CHEBEAGUE ISLAND — Selectmen will meet with residents to discuss concerns about barge traffic at Bennett’s Cove.
The board will also consider a draft ordinance that could prohibit the use of fireworks on the island.
Complaints about the situation at Bennett’s Cove go back at least to April 2017, when the board received a letter from attorney Scott Anderson on behalf of 10 nearby residents.
Town Administrator Marjorie Stratton said barging at the cove is primarily used to transport large trucks, such as those carrying garbage or fuel, that Chebeague Island Transportation can’t accommodate.
According to the letter, there are “several reasons” barge landings at the cove are problematic, including the inadequacy of road access in and out of the cove for large vehicles being offloaded.
“These roads are narrow and the abutting areas are residential in nature,” Anderson said. “Houses are located close to the roads, and there is no adequate buffer for noise, dust and other impacts.”

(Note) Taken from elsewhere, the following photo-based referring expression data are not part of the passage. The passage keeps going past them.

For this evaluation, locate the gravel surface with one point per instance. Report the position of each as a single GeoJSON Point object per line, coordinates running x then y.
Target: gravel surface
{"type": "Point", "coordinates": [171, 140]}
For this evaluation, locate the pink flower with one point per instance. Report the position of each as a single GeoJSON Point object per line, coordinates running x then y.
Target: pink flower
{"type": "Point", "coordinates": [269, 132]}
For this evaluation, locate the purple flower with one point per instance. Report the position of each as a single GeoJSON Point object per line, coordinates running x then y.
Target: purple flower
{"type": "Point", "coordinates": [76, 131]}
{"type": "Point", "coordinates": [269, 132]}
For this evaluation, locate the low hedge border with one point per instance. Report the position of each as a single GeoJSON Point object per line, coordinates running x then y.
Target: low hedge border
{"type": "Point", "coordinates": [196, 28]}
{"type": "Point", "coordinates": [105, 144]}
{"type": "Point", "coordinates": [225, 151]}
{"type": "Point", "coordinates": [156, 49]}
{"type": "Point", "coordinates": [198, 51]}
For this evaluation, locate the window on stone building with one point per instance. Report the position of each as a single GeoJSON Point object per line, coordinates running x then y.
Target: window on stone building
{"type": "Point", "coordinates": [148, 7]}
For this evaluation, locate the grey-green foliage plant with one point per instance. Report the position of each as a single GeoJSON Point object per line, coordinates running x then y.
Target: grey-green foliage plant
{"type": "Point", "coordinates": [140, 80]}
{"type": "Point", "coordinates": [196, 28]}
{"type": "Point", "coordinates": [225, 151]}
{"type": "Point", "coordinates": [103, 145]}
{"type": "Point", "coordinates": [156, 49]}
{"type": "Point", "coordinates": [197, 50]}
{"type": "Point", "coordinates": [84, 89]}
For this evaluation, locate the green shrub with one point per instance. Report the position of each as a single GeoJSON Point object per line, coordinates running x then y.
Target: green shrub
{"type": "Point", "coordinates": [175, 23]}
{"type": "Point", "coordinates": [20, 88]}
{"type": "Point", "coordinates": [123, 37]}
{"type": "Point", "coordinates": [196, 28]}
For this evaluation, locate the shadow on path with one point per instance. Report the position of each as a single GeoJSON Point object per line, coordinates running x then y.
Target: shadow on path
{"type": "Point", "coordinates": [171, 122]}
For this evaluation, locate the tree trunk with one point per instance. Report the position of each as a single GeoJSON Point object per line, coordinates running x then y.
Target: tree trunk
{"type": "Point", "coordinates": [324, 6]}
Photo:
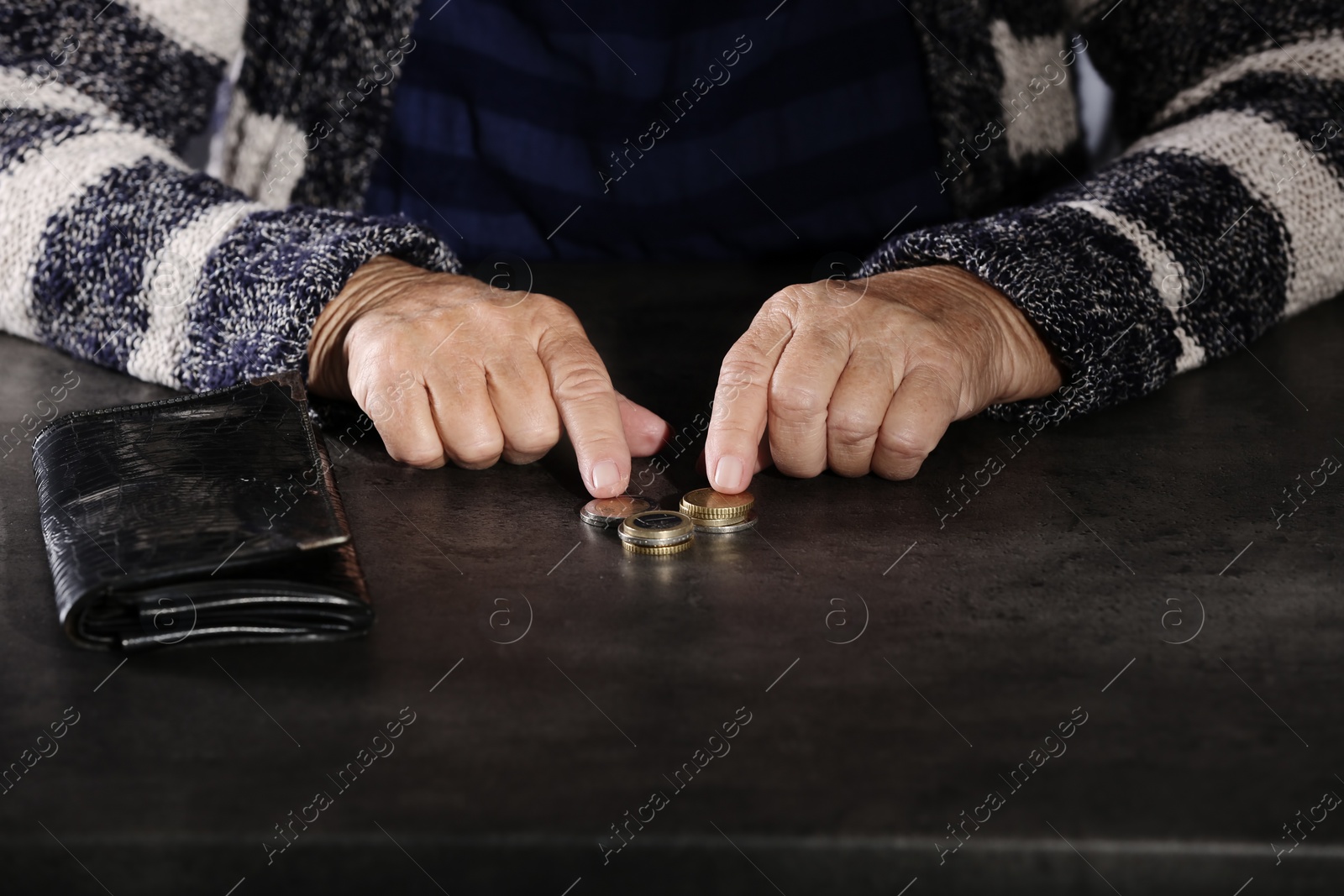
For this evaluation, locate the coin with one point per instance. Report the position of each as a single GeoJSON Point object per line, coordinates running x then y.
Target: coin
{"type": "Point", "coordinates": [723, 527]}
{"type": "Point", "coordinates": [654, 528]}
{"type": "Point", "coordinates": [656, 548]}
{"type": "Point", "coordinates": [606, 512]}
{"type": "Point", "coordinates": [707, 504]}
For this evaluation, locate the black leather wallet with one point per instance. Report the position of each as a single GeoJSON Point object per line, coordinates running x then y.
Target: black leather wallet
{"type": "Point", "coordinates": [207, 517]}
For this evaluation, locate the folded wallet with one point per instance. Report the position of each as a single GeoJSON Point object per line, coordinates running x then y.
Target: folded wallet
{"type": "Point", "coordinates": [207, 517]}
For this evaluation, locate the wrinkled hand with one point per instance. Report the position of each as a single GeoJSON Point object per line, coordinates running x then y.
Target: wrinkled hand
{"type": "Point", "coordinates": [450, 369]}
{"type": "Point", "coordinates": [866, 375]}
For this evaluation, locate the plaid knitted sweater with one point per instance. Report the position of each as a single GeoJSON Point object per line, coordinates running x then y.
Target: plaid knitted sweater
{"type": "Point", "coordinates": [1223, 215]}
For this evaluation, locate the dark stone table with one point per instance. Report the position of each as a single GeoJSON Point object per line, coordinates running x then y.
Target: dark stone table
{"type": "Point", "coordinates": [894, 671]}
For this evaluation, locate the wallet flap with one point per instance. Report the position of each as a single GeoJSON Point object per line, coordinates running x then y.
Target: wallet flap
{"type": "Point", "coordinates": [198, 488]}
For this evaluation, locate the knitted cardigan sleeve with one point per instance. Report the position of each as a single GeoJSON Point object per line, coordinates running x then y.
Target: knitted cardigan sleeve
{"type": "Point", "coordinates": [1223, 217]}
{"type": "Point", "coordinates": [111, 246]}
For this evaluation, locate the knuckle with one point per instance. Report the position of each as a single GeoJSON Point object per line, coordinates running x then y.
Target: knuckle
{"type": "Point", "coordinates": [796, 296]}
{"type": "Point", "coordinates": [533, 443]}
{"type": "Point", "coordinates": [555, 311]}
{"type": "Point", "coordinates": [418, 456]}
{"type": "Point", "coordinates": [793, 401]}
{"type": "Point", "coordinates": [581, 382]}
{"type": "Point", "coordinates": [853, 427]}
{"type": "Point", "coordinates": [479, 454]}
{"type": "Point", "coordinates": [905, 446]}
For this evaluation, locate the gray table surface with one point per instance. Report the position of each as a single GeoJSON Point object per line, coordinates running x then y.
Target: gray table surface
{"type": "Point", "coordinates": [895, 671]}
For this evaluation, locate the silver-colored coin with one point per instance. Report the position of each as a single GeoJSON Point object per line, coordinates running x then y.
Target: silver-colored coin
{"type": "Point", "coordinates": [736, 526]}
{"type": "Point", "coordinates": [608, 512]}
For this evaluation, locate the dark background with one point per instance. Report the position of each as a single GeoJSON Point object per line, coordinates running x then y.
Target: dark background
{"type": "Point", "coordinates": [985, 636]}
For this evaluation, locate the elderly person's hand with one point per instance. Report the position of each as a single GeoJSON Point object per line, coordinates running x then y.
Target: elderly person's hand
{"type": "Point", "coordinates": [450, 369]}
{"type": "Point", "coordinates": [866, 375]}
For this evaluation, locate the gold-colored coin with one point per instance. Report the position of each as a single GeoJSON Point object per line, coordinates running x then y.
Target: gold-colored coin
{"type": "Point", "coordinates": [656, 528]}
{"type": "Point", "coordinates": [707, 504]}
{"type": "Point", "coordinates": [658, 548]}
{"type": "Point", "coordinates": [723, 527]}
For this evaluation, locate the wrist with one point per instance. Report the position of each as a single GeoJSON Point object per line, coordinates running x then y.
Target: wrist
{"type": "Point", "coordinates": [1021, 362]}
{"type": "Point", "coordinates": [366, 288]}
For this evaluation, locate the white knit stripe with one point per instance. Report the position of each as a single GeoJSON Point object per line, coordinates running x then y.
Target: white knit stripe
{"type": "Point", "coordinates": [1310, 204]}
{"type": "Point", "coordinates": [171, 280]}
{"type": "Point", "coordinates": [1045, 117]}
{"type": "Point", "coordinates": [208, 29]}
{"type": "Point", "coordinates": [40, 183]}
{"type": "Point", "coordinates": [264, 155]}
{"type": "Point", "coordinates": [1164, 273]}
{"type": "Point", "coordinates": [22, 90]}
{"type": "Point", "coordinates": [1320, 56]}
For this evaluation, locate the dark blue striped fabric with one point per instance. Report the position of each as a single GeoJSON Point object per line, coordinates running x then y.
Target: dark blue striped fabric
{"type": "Point", "coordinates": [678, 130]}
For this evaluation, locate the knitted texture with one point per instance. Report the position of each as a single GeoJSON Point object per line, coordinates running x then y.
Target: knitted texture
{"type": "Point", "coordinates": [1223, 217]}
{"type": "Point", "coordinates": [114, 251]}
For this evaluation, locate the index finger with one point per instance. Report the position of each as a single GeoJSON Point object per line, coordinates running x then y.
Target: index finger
{"type": "Point", "coordinates": [588, 405]}
{"type": "Point", "coordinates": [743, 398]}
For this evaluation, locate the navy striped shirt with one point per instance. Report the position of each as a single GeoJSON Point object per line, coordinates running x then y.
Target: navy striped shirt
{"type": "Point", "coordinates": [608, 129]}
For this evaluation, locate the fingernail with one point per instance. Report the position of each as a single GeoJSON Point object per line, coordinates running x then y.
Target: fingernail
{"type": "Point", "coordinates": [727, 474]}
{"type": "Point", "coordinates": [605, 476]}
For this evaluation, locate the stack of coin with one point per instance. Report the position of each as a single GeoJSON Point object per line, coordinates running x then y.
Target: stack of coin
{"type": "Point", "coordinates": [656, 532]}
{"type": "Point", "coordinates": [717, 513]}
{"type": "Point", "coordinates": [608, 512]}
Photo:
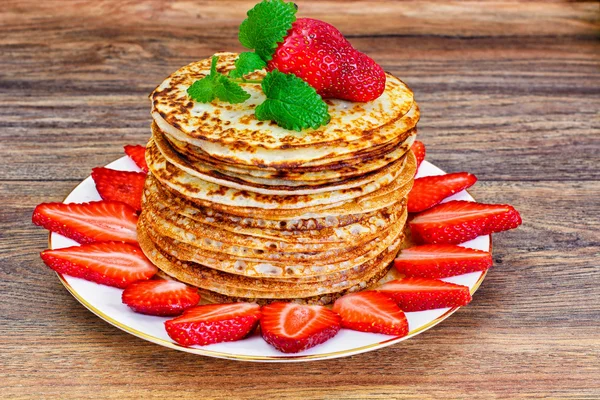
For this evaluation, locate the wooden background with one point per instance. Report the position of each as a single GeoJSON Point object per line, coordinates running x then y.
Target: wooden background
{"type": "Point", "coordinates": [509, 91]}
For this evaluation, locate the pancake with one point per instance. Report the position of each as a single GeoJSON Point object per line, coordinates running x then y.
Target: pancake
{"type": "Point", "coordinates": [192, 186]}
{"type": "Point", "coordinates": [395, 162]}
{"type": "Point", "coordinates": [245, 210]}
{"type": "Point", "coordinates": [219, 128]}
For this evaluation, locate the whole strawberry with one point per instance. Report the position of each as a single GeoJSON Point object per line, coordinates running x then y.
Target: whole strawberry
{"type": "Point", "coordinates": [319, 54]}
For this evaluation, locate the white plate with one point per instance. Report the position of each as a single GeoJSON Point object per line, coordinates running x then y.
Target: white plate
{"type": "Point", "coordinates": [105, 302]}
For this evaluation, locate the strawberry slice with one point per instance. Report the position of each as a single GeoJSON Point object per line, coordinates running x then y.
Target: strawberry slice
{"type": "Point", "coordinates": [291, 327]}
{"type": "Point", "coordinates": [160, 297]}
{"type": "Point", "coordinates": [441, 261]}
{"type": "Point", "coordinates": [418, 294]}
{"type": "Point", "coordinates": [371, 312]}
{"type": "Point", "coordinates": [112, 263]}
{"type": "Point", "coordinates": [138, 155]}
{"type": "Point", "coordinates": [97, 221]}
{"type": "Point", "coordinates": [214, 323]}
{"type": "Point", "coordinates": [431, 190]}
{"type": "Point", "coordinates": [123, 186]}
{"type": "Point", "coordinates": [458, 221]}
{"type": "Point", "coordinates": [418, 148]}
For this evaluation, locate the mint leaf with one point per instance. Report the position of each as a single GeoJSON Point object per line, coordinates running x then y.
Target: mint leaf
{"type": "Point", "coordinates": [247, 62]}
{"type": "Point", "coordinates": [291, 102]}
{"type": "Point", "coordinates": [267, 24]}
{"type": "Point", "coordinates": [216, 85]}
{"type": "Point", "coordinates": [229, 91]}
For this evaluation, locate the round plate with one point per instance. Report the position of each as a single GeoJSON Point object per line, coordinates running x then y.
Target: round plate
{"type": "Point", "coordinates": [105, 302]}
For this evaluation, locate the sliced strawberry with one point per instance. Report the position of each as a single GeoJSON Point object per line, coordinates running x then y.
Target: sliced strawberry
{"type": "Point", "coordinates": [214, 323]}
{"type": "Point", "coordinates": [441, 261]}
{"type": "Point", "coordinates": [160, 297]}
{"type": "Point", "coordinates": [371, 312]}
{"type": "Point", "coordinates": [418, 149]}
{"type": "Point", "coordinates": [431, 190]}
{"type": "Point", "coordinates": [291, 327]}
{"type": "Point", "coordinates": [418, 294]}
{"type": "Point", "coordinates": [123, 186]}
{"type": "Point", "coordinates": [138, 155]}
{"type": "Point", "coordinates": [112, 263]}
{"type": "Point", "coordinates": [97, 221]}
{"type": "Point", "coordinates": [458, 221]}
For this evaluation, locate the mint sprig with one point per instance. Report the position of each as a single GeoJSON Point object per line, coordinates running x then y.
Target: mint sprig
{"type": "Point", "coordinates": [267, 24]}
{"type": "Point", "coordinates": [216, 85]}
{"type": "Point", "coordinates": [247, 62]}
{"type": "Point", "coordinates": [291, 102]}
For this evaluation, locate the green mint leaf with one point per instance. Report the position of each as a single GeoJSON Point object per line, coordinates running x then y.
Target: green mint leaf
{"type": "Point", "coordinates": [215, 85]}
{"type": "Point", "coordinates": [247, 62]}
{"type": "Point", "coordinates": [291, 102]}
{"type": "Point", "coordinates": [203, 90]}
{"type": "Point", "coordinates": [267, 24]}
{"type": "Point", "coordinates": [229, 91]}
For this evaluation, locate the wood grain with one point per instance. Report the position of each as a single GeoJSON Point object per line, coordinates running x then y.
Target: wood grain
{"type": "Point", "coordinates": [509, 91]}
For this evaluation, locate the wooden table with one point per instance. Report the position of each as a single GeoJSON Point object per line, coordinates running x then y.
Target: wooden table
{"type": "Point", "coordinates": [509, 91]}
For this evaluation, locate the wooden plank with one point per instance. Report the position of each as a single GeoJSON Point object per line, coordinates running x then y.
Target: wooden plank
{"type": "Point", "coordinates": [531, 101]}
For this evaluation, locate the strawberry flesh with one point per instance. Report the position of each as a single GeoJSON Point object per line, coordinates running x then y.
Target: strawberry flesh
{"type": "Point", "coordinates": [371, 312]}
{"type": "Point", "coordinates": [97, 221]}
{"type": "Point", "coordinates": [459, 221]}
{"type": "Point", "coordinates": [138, 154]}
{"type": "Point", "coordinates": [418, 148]}
{"type": "Point", "coordinates": [160, 297]}
{"type": "Point", "coordinates": [291, 327]}
{"type": "Point", "coordinates": [418, 294]}
{"type": "Point", "coordinates": [112, 263]}
{"type": "Point", "coordinates": [441, 261]}
{"type": "Point", "coordinates": [123, 186]}
{"type": "Point", "coordinates": [431, 190]}
{"type": "Point", "coordinates": [214, 323]}
{"type": "Point", "coordinates": [319, 54]}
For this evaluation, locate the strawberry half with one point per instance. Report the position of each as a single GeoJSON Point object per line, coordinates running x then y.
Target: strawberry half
{"type": "Point", "coordinates": [418, 294]}
{"type": "Point", "coordinates": [214, 323]}
{"type": "Point", "coordinates": [431, 190]}
{"type": "Point", "coordinates": [138, 154]}
{"type": "Point", "coordinates": [418, 148]}
{"type": "Point", "coordinates": [319, 54]}
{"type": "Point", "coordinates": [97, 221]}
{"type": "Point", "coordinates": [160, 297]}
{"type": "Point", "coordinates": [459, 221]}
{"type": "Point", "coordinates": [123, 186]}
{"type": "Point", "coordinates": [371, 312]}
{"type": "Point", "coordinates": [113, 264]}
{"type": "Point", "coordinates": [441, 261]}
{"type": "Point", "coordinates": [291, 327]}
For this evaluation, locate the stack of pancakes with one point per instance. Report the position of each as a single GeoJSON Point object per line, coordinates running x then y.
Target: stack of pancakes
{"type": "Point", "coordinates": [246, 210]}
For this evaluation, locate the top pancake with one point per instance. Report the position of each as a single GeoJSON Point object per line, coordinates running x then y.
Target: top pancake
{"type": "Point", "coordinates": [220, 128]}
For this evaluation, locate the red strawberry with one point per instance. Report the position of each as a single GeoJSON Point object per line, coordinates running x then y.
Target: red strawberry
{"type": "Point", "coordinates": [441, 261]}
{"type": "Point", "coordinates": [431, 190]}
{"type": "Point", "coordinates": [418, 294]}
{"type": "Point", "coordinates": [418, 148]}
{"type": "Point", "coordinates": [160, 297]}
{"type": "Point", "coordinates": [112, 263]}
{"type": "Point", "coordinates": [138, 155]}
{"type": "Point", "coordinates": [124, 186]}
{"type": "Point", "coordinates": [458, 221]}
{"type": "Point", "coordinates": [319, 54]}
{"type": "Point", "coordinates": [371, 312]}
{"type": "Point", "coordinates": [214, 323]}
{"type": "Point", "coordinates": [291, 327]}
{"type": "Point", "coordinates": [97, 221]}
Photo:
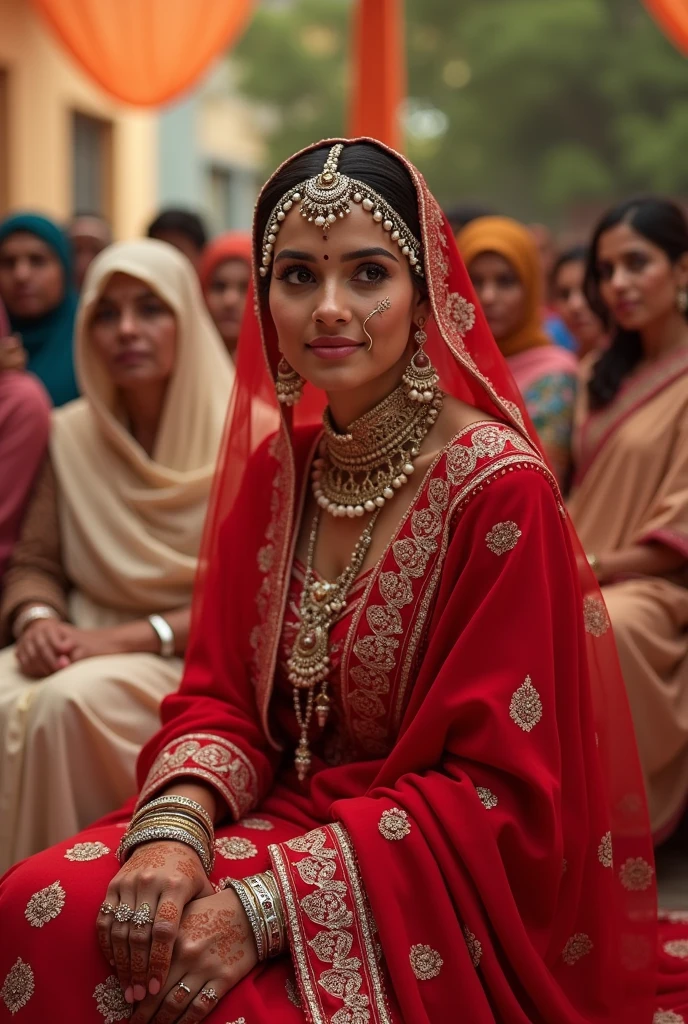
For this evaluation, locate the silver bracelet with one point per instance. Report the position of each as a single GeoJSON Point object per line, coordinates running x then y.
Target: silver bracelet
{"type": "Point", "coordinates": [165, 635]}
{"type": "Point", "coordinates": [32, 614]}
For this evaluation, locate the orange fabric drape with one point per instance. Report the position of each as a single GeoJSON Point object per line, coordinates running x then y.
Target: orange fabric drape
{"type": "Point", "coordinates": [672, 15]}
{"type": "Point", "coordinates": [378, 69]}
{"type": "Point", "coordinates": [145, 52]}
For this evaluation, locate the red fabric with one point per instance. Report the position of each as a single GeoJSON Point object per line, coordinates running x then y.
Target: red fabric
{"type": "Point", "coordinates": [231, 245]}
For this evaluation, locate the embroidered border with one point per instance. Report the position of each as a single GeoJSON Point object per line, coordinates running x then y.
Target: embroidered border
{"type": "Point", "coordinates": [211, 758]}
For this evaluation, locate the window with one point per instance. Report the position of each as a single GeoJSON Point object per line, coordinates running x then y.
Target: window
{"type": "Point", "coordinates": [91, 173]}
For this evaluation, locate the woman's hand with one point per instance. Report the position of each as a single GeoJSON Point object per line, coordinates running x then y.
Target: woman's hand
{"type": "Point", "coordinates": [215, 948]}
{"type": "Point", "coordinates": [44, 647]}
{"type": "Point", "coordinates": [164, 877]}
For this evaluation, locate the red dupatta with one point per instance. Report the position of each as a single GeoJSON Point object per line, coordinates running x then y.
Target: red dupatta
{"type": "Point", "coordinates": [512, 753]}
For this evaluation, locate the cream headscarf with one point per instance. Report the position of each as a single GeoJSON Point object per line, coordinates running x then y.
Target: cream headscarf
{"type": "Point", "coordinates": [130, 524]}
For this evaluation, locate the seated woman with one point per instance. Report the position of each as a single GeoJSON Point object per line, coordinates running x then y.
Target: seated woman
{"type": "Point", "coordinates": [505, 267]}
{"type": "Point", "coordinates": [224, 273]}
{"type": "Point", "coordinates": [630, 500]}
{"type": "Point", "coordinates": [570, 302]}
{"type": "Point", "coordinates": [25, 423]}
{"type": "Point", "coordinates": [111, 538]}
{"type": "Point", "coordinates": [36, 286]}
{"type": "Point", "coordinates": [381, 772]}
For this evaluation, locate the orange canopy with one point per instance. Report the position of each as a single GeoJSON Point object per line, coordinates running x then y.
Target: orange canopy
{"type": "Point", "coordinates": [673, 17]}
{"type": "Point", "coordinates": [378, 71]}
{"type": "Point", "coordinates": [145, 51]}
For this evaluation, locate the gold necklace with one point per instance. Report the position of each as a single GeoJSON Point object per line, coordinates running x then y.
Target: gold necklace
{"type": "Point", "coordinates": [362, 469]}
{"type": "Point", "coordinates": [309, 663]}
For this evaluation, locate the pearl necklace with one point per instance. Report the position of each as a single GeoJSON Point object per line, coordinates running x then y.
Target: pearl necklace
{"type": "Point", "coordinates": [362, 469]}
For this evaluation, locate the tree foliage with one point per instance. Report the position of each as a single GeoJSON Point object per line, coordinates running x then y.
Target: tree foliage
{"type": "Point", "coordinates": [528, 105]}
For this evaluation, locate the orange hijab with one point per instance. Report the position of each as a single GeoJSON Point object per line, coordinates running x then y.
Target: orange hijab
{"type": "Point", "coordinates": [512, 241]}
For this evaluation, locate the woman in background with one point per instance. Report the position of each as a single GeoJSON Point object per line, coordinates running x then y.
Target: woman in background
{"type": "Point", "coordinates": [225, 272]}
{"type": "Point", "coordinates": [505, 267]}
{"type": "Point", "coordinates": [568, 298]}
{"type": "Point", "coordinates": [630, 498]}
{"type": "Point", "coordinates": [97, 592]}
{"type": "Point", "coordinates": [36, 286]}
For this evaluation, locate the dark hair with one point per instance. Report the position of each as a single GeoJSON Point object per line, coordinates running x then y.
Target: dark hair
{"type": "Point", "coordinates": [184, 221]}
{"type": "Point", "coordinates": [662, 223]}
{"type": "Point", "coordinates": [362, 161]}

Residents were also concerned with the lack of adequate shoulders on the road to allow large vehicles to safely pass bikers and pedestrians.
Anderson also said barge traffic is incompatible with other uses of the cove, including recreation.
“Any significant truck or barge or barge traffic renders the beach area, and the adjacent uplands, unusable,” he said. “… To the extent there are public areas, they should be managed in a manner that allows multiple uses to peacefully coexist.”
He also noted that a “partially buried” electrical cable – owned and operated by Central Maine Power Co. and used to carry power from Chebeague Island to Long and Cliff islands – is in Bennett’s Cove and is susceptible to damage from boat propellers.
“CMP has repeatedly warned the town that barging in the cove undermines the integrity of the submarine cable which originally was buried under the beach,” Anderson said.
Finally, he shared residents’ environmental concerns, including the impact of barging on eel grass beds, sand dunes and juvenile lobster habitat.
According to a 2007 report, Anderson said, The Lobster Conservancy classified Bennett’s Cove as one of seven “especially important lobster nurseries in Casco Bay,” one of two such areas on Chebeague Island. He said additional gravel and other material or installation of a concrete ramp for access to the landing is “unacceptable as they will harm the environmental resources” in the cove.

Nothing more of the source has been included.